Timor Domini = Fear of the Lord in Latin
PART TWO OF SIX
To define what fear is, a few things Proverbs says about Fear of the Lord will be examined:
Fear of the Lord is: the beginning of knowledge, knowledge of God is found through it, it is turning away from evil, it prolongs life, it is walking in uprightness, it is having strong confidence, it is a fountain of life, it is better to have little with fear of the Lord than great treasure and trouble, it is instruction in wisdom, the reward is riches and honor and life, blessed is the one who fears the Lord always, and the Proverbs 31 woman fears the Lord and is to be praised.
The term “Fear of the Lord” in Hebrew it is Yirat Adonai. This does not denote a a cringing terror of God but a reverential awe at the glory of His presence as He daily condescends to be involved in our lives.
The word fear in this verse by itself is the noun yireh. Yireh is a form of devotion, a consciousness of the sacredness and mystery of receiving life itself from the Living God, and essentially draws upon gratitude to God for this great gift. The attitude of yireh is the result of yielding our daily lives to the Lord which produces wisdom. As James tells us in James 3:17, this wisdom from above is first pure, then full of peace, gentleness, mercy, good fruits, and sincerity. This order opposes the disorder and chaos James spoke about in verse 16 (Ch. 3).
We must also see that the Fear of the Lord is a constructive fear, not destructive. Matthew 10:28 says we are to “fear him who can destroy both soul and body,” thus we are to exalt, worship, and praise God in holy fear.
I studied and looked at several different definitions of fear of the Lord by theologians and others; this is my favorite: a reverential awe for His power and glory and proper respect for His wrath and anger. We understand our sin and live in awe with joy that we can be saved by Jesus, because we understand the wrath and anger that was poured out on Jesus on the cross in our place. It is finished; the debt has been paid.

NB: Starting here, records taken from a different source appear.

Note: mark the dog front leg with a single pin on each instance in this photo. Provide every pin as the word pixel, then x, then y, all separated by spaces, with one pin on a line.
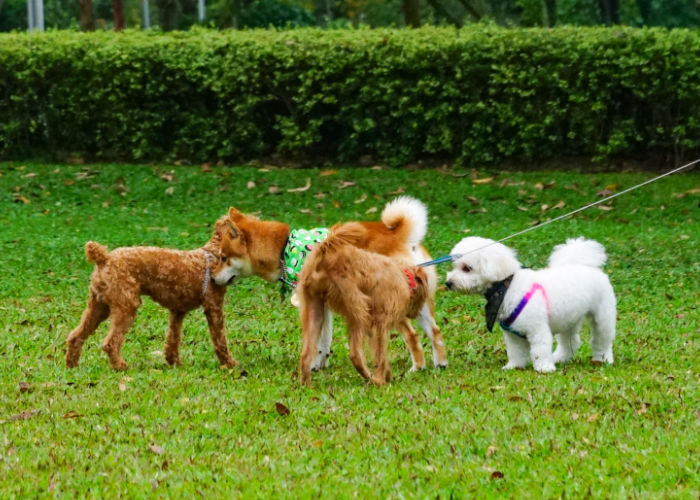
pixel 312 319
pixel 215 319
pixel 95 313
pixel 541 350
pixel 517 350
pixel 324 342
pixel 172 342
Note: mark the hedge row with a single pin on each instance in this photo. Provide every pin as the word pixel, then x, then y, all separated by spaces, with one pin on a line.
pixel 479 94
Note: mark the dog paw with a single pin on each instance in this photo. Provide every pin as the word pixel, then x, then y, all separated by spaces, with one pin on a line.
pixel 417 368
pixel 544 367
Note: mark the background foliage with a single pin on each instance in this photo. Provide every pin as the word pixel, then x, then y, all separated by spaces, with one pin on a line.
pixel 479 94
pixel 179 14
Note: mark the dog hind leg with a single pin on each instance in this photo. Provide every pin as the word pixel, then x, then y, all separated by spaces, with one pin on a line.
pixel 567 344
pixel 312 319
pixel 356 355
pixel 426 319
pixel 603 330
pixel 410 337
pixel 95 313
pixel 382 370
pixel 172 342
pixel 121 319
pixel 324 343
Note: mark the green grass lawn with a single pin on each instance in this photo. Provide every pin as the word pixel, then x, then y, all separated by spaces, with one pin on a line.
pixel 627 430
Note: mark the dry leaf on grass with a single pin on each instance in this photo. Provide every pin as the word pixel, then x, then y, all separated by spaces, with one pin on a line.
pixel 281 409
pixel 301 189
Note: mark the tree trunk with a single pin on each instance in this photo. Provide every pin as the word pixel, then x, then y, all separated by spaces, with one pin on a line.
pixel 644 7
pixel 118 13
pixel 470 8
pixel 168 13
pixel 87 21
pixel 551 6
pixel 442 11
pixel 411 13
pixel 609 11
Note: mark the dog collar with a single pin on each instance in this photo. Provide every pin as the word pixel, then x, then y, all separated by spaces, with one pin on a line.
pixel 208 256
pixel 494 298
pixel 298 247
pixel 411 279
pixel 523 302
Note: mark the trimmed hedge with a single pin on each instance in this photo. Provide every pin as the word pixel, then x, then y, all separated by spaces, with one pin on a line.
pixel 479 94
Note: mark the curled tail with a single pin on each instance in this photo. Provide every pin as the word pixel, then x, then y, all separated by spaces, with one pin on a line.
pixel 409 215
pixel 96 253
pixel 578 251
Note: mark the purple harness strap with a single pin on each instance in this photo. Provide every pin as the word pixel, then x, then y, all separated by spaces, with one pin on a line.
pixel 505 324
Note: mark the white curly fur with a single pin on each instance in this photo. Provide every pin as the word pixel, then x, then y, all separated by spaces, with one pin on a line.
pixel 574 288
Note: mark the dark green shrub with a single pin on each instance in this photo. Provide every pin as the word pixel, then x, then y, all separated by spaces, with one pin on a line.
pixel 478 94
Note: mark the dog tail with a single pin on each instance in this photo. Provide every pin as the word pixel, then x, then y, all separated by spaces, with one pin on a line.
pixel 578 251
pixel 409 215
pixel 96 253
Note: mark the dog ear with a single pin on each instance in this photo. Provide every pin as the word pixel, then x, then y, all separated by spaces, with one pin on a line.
pixel 233 230
pixel 234 214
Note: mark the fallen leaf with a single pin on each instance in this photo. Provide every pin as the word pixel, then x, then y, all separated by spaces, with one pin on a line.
pixel 643 409
pixel 301 189
pixel 281 409
pixel 158 450
pixel 361 198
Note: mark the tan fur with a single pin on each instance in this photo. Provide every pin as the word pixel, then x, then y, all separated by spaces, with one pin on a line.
pixel 259 244
pixel 371 291
pixel 172 278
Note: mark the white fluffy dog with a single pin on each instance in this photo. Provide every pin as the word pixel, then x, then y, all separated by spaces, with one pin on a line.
pixel 532 305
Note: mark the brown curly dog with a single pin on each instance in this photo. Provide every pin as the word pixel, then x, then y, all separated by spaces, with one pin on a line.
pixel 178 280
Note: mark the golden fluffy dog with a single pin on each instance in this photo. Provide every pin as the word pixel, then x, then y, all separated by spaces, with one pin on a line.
pixel 374 293
pixel 178 280
pixel 256 247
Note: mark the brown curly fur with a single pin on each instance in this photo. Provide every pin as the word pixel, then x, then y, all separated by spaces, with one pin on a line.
pixel 371 291
pixel 172 278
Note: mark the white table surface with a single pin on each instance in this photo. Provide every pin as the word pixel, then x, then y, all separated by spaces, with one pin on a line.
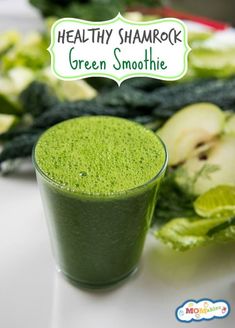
pixel 34 295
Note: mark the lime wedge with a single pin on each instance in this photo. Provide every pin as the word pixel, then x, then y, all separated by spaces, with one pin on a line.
pixel 216 202
pixel 7 121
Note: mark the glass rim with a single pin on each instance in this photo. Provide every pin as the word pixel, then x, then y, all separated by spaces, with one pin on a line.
pixel 96 195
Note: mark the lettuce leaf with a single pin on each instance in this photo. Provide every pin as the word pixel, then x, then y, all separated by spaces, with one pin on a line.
pixel 183 233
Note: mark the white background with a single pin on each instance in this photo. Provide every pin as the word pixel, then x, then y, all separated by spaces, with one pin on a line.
pixel 33 295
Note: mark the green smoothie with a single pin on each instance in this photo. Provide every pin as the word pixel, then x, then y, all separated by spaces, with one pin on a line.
pixel 98 178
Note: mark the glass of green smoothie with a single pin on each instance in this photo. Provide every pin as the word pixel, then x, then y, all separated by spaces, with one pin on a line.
pixel 98 178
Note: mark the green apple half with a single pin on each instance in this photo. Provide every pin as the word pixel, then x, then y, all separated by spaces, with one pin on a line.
pixel 191 126
pixel 221 154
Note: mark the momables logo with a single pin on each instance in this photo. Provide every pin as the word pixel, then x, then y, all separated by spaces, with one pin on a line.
pixel 203 309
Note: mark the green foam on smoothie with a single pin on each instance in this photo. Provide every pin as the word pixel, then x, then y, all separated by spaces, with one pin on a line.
pixel 99 155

I remember a few years ago there was a Christian t-shirt that read, “Jesus is My Homeboy.” The point I am making is that Jesus is not your homeboy. He is God and should be worshipped and glorified. Our lives should reflect awe for the King who came to earth to save us. If our lives are not a reflection of this, then we cheapen the grace the Lord has given us.
Fear of the Lord is a reverential awe for His power and glory and proper respect for His wrath and anger.
Just for today, meditate on this truth.